Cloud & DevOps EngineeringKubernetesFinOpsResource OptimisationCloud CostPlatform Engineering

The Kubernetes Black Hole: Why You're Paying for Air

Akshay

Head of Delivery, GYSP.tech

15 July 20259 min read

What you'll take away

The Three Layers of Kubernetes Cost Inefficiency
The Right-Sizing Toolkit
Validated Outcomes
The Right-Sizing Process

The cloud bill shows five hundred nodes in the Kubernetes cluster. The average CPU utilisation across the cluster is 18%. The average memory utilisation is 22%. Roughly four-fifths of the compute the company is paying for is idle at any given moment. This is the Kubernetes black hole: the gap between the resources Kubernetes has scheduled — the sum of all pod resource requests and limits — and the resources applications actually consume.

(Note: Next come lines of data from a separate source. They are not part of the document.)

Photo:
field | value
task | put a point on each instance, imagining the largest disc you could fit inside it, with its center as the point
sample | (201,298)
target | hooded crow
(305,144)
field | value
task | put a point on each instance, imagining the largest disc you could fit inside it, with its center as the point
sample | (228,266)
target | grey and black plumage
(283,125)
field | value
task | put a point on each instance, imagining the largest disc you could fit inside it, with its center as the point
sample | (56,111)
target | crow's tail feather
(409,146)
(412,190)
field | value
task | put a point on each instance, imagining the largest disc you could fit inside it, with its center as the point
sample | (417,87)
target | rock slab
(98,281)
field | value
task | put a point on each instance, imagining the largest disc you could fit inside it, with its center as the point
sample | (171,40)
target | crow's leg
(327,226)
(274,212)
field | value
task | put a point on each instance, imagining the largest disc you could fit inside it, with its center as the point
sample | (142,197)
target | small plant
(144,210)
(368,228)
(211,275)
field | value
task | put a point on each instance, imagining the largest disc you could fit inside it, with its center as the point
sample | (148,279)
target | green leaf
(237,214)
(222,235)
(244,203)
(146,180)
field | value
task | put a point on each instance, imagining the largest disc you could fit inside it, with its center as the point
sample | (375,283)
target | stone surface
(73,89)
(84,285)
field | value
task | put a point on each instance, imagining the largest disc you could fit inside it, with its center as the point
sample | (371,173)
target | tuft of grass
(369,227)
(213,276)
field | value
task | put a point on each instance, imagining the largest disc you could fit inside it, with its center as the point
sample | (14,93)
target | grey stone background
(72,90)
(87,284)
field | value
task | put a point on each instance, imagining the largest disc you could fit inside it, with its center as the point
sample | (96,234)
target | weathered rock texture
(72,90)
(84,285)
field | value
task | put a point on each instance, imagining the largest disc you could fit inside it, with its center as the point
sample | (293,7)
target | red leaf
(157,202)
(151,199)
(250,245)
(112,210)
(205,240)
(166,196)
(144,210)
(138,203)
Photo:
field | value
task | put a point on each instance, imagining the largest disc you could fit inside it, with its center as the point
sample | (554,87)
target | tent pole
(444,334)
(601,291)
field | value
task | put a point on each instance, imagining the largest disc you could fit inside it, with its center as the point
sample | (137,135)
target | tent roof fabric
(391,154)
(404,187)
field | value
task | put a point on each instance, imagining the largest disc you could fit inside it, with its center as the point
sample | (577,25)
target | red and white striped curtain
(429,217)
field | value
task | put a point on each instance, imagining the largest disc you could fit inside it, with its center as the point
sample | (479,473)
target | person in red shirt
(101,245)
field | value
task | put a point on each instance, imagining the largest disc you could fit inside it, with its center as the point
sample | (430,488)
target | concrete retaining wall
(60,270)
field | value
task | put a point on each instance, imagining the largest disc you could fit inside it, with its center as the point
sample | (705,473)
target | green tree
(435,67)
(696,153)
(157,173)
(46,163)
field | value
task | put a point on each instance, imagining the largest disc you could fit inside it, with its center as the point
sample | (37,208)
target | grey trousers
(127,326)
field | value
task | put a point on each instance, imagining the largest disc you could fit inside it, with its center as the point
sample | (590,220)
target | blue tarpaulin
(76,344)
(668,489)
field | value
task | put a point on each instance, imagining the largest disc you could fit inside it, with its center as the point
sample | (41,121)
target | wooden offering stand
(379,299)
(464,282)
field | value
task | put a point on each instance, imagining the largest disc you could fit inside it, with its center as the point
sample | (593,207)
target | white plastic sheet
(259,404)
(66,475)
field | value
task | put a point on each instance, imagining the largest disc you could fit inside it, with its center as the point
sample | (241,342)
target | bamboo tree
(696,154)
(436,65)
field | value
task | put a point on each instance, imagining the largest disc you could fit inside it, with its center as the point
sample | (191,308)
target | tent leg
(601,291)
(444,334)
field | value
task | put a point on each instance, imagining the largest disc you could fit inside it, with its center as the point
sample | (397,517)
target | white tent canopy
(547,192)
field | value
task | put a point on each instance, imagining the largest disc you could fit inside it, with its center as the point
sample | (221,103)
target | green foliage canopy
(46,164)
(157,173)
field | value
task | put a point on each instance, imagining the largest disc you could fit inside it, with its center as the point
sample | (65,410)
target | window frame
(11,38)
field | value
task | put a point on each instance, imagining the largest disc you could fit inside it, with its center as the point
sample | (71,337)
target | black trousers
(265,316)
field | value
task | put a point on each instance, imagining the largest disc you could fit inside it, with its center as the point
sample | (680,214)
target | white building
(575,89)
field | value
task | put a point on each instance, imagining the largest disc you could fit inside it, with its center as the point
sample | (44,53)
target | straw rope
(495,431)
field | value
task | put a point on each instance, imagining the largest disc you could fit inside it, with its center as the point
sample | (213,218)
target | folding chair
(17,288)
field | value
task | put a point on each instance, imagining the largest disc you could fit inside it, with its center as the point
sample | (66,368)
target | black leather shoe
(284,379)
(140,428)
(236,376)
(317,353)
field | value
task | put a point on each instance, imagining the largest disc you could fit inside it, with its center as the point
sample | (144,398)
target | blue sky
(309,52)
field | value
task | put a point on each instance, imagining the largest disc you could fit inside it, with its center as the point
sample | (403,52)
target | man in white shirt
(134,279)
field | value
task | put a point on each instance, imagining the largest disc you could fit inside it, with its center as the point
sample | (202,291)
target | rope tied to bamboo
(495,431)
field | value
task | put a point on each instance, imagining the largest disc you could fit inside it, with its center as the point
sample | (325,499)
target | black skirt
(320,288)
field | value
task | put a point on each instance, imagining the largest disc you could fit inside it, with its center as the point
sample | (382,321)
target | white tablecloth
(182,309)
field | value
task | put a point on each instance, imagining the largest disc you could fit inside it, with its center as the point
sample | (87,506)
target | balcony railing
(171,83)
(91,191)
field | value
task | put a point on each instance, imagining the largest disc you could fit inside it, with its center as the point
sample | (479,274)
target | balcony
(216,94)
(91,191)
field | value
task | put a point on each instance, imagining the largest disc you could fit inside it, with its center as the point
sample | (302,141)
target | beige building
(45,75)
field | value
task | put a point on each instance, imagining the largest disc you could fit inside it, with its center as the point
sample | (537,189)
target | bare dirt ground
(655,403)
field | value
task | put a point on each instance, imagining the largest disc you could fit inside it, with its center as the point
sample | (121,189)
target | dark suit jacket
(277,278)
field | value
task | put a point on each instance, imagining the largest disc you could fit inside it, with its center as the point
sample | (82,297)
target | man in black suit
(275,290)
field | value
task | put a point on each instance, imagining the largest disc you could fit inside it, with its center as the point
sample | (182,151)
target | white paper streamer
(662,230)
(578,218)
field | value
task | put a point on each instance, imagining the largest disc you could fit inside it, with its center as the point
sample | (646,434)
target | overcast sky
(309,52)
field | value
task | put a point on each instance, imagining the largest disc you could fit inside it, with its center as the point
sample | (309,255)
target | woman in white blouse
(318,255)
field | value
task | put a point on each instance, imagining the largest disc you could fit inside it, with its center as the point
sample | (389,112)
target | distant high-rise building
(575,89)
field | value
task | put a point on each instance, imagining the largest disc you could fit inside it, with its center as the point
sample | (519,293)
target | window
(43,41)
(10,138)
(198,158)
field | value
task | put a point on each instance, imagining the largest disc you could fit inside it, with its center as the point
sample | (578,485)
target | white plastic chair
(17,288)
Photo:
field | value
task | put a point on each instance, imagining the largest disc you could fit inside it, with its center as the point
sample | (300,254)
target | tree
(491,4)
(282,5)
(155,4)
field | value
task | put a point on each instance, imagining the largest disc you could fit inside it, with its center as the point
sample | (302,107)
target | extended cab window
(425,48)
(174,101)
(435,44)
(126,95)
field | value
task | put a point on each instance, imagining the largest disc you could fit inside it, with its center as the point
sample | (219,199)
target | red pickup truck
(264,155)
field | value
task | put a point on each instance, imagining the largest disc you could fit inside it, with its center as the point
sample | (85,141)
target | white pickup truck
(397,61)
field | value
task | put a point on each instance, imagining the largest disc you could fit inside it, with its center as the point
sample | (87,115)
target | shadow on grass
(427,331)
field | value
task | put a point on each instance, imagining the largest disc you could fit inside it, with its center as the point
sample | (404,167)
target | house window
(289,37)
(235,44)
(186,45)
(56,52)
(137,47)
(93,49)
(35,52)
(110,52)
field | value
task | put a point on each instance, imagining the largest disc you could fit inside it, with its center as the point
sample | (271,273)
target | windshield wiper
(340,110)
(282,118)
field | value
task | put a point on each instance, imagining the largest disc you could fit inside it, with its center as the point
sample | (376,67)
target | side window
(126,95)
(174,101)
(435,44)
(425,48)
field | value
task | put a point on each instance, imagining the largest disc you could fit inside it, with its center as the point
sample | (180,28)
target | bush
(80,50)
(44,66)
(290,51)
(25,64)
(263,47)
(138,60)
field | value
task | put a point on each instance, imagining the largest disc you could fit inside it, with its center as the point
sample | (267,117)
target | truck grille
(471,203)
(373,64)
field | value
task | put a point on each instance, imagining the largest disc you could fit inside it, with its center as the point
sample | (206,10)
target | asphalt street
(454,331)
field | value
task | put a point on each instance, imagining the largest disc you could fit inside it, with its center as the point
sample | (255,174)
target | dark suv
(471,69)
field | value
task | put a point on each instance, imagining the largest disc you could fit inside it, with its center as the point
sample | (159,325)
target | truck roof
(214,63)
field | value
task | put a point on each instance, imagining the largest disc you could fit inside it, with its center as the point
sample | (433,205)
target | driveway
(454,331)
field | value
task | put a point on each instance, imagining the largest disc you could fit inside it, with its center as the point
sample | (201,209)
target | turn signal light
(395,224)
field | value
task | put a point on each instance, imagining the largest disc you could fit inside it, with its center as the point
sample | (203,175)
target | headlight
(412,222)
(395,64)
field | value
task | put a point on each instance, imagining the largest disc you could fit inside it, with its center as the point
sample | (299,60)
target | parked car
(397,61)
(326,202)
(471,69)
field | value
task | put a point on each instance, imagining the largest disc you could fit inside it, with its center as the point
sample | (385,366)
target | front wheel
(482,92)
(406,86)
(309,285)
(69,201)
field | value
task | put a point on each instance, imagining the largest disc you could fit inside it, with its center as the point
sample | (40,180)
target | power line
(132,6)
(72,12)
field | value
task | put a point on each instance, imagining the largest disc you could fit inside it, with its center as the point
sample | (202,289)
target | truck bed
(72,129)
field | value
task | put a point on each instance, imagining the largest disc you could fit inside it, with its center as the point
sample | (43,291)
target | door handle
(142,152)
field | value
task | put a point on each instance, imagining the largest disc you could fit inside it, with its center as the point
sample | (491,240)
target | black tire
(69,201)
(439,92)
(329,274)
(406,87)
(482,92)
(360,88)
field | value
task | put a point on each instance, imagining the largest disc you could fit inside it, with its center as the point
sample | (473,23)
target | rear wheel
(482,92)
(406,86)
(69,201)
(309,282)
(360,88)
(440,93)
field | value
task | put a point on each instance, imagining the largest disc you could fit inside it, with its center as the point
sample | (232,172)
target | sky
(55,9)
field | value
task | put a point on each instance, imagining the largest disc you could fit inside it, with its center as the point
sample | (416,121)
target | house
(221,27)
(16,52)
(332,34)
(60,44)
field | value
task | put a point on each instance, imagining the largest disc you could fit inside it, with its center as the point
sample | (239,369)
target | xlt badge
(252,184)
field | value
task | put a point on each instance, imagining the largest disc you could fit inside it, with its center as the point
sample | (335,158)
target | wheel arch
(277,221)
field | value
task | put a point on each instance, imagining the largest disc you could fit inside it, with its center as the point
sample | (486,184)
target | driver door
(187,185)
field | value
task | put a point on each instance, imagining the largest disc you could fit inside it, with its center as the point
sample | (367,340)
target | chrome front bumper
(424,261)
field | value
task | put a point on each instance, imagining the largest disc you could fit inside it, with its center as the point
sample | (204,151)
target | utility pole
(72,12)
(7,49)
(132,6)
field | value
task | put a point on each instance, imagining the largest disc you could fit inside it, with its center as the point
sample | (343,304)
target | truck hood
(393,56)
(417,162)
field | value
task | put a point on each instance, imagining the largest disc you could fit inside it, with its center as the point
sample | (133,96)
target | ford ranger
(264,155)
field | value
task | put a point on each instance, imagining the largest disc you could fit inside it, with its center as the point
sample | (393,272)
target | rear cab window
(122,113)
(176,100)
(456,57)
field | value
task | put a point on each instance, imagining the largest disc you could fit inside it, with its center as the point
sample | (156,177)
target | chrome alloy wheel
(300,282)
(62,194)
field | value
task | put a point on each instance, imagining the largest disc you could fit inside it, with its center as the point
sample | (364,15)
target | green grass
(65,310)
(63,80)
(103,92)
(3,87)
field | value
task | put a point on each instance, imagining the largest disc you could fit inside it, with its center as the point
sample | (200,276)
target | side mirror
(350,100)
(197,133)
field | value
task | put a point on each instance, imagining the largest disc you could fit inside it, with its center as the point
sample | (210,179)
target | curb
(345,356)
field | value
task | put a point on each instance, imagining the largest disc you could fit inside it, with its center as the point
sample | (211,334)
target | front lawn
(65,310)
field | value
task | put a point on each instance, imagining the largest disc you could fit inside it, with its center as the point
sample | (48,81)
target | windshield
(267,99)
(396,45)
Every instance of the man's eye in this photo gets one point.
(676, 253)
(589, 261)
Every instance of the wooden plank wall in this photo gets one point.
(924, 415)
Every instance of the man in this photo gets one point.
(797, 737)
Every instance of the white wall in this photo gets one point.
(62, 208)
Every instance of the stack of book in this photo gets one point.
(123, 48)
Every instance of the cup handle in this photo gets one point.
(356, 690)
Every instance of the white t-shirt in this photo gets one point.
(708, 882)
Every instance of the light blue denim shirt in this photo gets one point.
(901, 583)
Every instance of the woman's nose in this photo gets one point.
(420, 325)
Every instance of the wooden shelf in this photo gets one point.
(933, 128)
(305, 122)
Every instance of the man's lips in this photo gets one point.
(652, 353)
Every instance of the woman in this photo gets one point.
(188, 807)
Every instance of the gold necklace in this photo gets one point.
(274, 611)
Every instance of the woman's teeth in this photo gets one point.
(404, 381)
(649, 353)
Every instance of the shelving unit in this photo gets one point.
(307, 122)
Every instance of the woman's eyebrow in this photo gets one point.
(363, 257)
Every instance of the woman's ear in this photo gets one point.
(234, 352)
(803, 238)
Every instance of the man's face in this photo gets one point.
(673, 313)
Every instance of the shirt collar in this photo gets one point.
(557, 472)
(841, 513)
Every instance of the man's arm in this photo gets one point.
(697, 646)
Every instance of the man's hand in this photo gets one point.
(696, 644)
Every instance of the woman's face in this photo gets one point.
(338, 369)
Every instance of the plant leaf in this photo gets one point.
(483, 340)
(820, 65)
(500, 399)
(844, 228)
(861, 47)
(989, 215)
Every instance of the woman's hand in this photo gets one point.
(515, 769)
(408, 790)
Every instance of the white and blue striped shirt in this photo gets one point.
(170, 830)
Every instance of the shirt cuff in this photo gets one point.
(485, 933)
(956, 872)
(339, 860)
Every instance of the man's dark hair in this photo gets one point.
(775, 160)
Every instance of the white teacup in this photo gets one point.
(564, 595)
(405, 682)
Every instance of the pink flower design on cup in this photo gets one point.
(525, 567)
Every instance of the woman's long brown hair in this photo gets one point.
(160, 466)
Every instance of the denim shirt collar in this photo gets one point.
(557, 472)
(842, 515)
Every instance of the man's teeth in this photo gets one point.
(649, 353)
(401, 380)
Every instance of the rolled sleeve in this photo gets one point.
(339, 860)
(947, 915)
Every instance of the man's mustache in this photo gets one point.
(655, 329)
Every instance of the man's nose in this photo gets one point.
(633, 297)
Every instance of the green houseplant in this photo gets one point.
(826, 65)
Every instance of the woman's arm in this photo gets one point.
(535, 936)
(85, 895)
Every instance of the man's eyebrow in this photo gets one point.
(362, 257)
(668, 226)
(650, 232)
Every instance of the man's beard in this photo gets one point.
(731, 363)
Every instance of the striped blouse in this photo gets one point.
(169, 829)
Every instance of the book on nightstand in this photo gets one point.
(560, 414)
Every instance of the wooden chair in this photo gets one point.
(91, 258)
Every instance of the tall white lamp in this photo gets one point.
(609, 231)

The gap is not an accident. It's the rational result of engineering teams protecting their applications from resource starvation: set your resource requests high enough that the scheduler always places your pod on a node with sufficient capacity, set your limits high enough that your application isn't OOM-killed during spikes. The problem is that every team applies these safety margins independently, and the aggregate across a large cluster is a massive amount of reserved-but-never-used capacity that you're paying for continuously.

The Three Layers of Kubernetes Cost Inefficiency

1. Overprovisioned Resource Requests

A Java application that actually uses 400m CPU at steady state and 800m during brief spikes might have a resource request of 2 CPUs set by the team during initial deployment, carried forward through dozens of subsequent deployments without review. Kubernetes uses requests — not limits, not actual usage — to determine how many pods can be scheduled on a node. An overprovisioned request wastes cluster capacity even if the application never uses it.

2. Over-replicated Deployments

Horizontal pod autoscaling is configured based on CPU or memory utilisation reaching a threshold. If the thresholds are set conservatively — scale out when CPU exceeds 40% — the deployment will maintain more replicas than necessary at normal traffic levels. Combined with overprovisioned requests per replica, this creates a multiplicative waste: more replicas than needed, each consuming more than it uses.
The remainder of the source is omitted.